THE URBANE Neon ratings distribution

(10 ratings)
Essential: a masterpiece of progressive rock music(20%)
Excellent addition to any prog rock music collection(10%)
Good, but non-essential (60%)
Collectors/fans only (10%)
Poor. Only for completionists (0%)

THE URBANE Neon reviews

Showing all collaborators reviews and last reviews preview | Show all reviews/ratings

Collaborators/Experts Reviews

Review by Greger
3 stars My first impression of this new group fronted by ARENA guitarist John Mitchell was that this was nothing for me. I usually don't like this kind of noisy guitar pop a la RADIOHEAD and U2. I listened to it a couple of times though, and to my surprise I started to like it more and more. I recognised that some of the songs such as "Quietly", "Mary Jane", "Aeroplane", "Immaculate", "Staring At The Sun", "Static" and "The Tide", contained really good catchy melodies with hit-potential that you can't refuse to sing-a-long to.

This is their debut album and John is responsible for the main part of the song writing. Of course he plays the guitars and he is also handling the lead vocals really well. Besides this he is also participating in the producing and mixing of this album. Even though this is a band production it could easily be a solo album from John Mitchell. This is far away from the progressive symphonic music he is playing in ARENA though.

If you like progressive and symphonic rock and wants some contrast to that music, I suggest that you buy this album. It's a good choice if you're open minded to alternative rock.

Review by Easy Livin
SPECIAL COLLABORATOR Honorary Collaborator / Retired Admin
3 stars John Mitchell has left the Arena (but he'll be back)

The Urbane's main claim to fame is that they are led by Arena guitarist John Mitchell. Since Mitchell is now a key player in the Kino supergroup project, the future of the Urbane (if indeed it has one) is somewhat unclear.

Those expecting to hear Mitchell play soaring guitar solos similar to his magnificent work with Arena, should approach The Urbane with caution. The music here is generally straight ahead guitar rock, with little prog influence. It is far more Kino than Arena. That said, as the album develops so does the music, some of the later tracks being reasonably progressive.
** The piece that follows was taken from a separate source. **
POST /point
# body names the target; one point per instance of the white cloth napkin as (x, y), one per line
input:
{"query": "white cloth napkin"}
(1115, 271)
There is a punk pop or power pop feel to several of the tracks, often with similarities to bands such as the Foo Fighters, "Aeroplanes" being particularly reminiscent of that band. Mitchell's guitar is always present, but any solos are kept brief, the vocals being dominant throughout. "Mary Jane" and "Try" are average punk pop songs, with little to distinguish them. Things improve markedly with the melodic pop rock of "Fading out" and "Neon" both of which have catchy choruses and strong melodies.
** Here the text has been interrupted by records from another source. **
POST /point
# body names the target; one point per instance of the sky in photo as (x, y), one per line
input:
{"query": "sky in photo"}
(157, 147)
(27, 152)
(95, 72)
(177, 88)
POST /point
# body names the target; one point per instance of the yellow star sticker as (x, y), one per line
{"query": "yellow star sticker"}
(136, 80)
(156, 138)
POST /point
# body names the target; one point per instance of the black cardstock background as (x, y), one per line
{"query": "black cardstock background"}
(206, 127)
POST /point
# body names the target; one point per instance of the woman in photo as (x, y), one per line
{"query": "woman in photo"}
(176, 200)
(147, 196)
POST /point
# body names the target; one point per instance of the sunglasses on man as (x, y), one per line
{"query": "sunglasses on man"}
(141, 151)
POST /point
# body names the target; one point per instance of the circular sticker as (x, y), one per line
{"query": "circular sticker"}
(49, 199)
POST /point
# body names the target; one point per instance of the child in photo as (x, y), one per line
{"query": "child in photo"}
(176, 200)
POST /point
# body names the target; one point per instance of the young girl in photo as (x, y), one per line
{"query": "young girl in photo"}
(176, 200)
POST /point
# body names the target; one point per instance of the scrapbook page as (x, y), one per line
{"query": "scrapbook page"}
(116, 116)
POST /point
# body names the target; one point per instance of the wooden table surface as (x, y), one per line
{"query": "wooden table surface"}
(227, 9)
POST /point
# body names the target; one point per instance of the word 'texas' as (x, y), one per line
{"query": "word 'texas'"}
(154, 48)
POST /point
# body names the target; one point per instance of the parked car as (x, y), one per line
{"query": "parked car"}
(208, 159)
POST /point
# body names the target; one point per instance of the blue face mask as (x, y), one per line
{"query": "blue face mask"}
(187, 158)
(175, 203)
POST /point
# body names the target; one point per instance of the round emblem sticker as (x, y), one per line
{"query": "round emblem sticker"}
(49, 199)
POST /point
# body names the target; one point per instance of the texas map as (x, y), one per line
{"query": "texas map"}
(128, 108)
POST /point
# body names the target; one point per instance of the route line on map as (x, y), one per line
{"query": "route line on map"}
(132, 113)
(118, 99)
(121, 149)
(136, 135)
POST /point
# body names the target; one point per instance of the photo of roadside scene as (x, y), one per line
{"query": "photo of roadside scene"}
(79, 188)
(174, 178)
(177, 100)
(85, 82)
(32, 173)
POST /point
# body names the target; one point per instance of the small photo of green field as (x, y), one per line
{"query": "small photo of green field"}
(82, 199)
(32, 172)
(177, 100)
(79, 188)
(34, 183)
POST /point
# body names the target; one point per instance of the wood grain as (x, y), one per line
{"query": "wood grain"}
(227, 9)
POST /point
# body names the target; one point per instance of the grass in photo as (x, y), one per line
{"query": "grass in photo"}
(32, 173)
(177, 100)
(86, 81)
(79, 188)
The prog elements develop on "Staring at the sun" which has a Porcupine Tree feel, and reach their peak on the final track "The tide". The guitar work on "The tide" has a similar feel to Genesis "Firth of fifth". It is hardly challenging technically, yet it has an atmospheric beauty and is enhanced by some effective key changes making it utterly compelling. This is easily the best track on the album.

Elsewhere, "Static" is enhanced by some effective female vocal backing by Barbara Wagner, while the longer "Immaculate" sees Mitchell's guitar work being afforded greater exposure.

In all, a slightly uneven album with some fine moments, and some rather average material.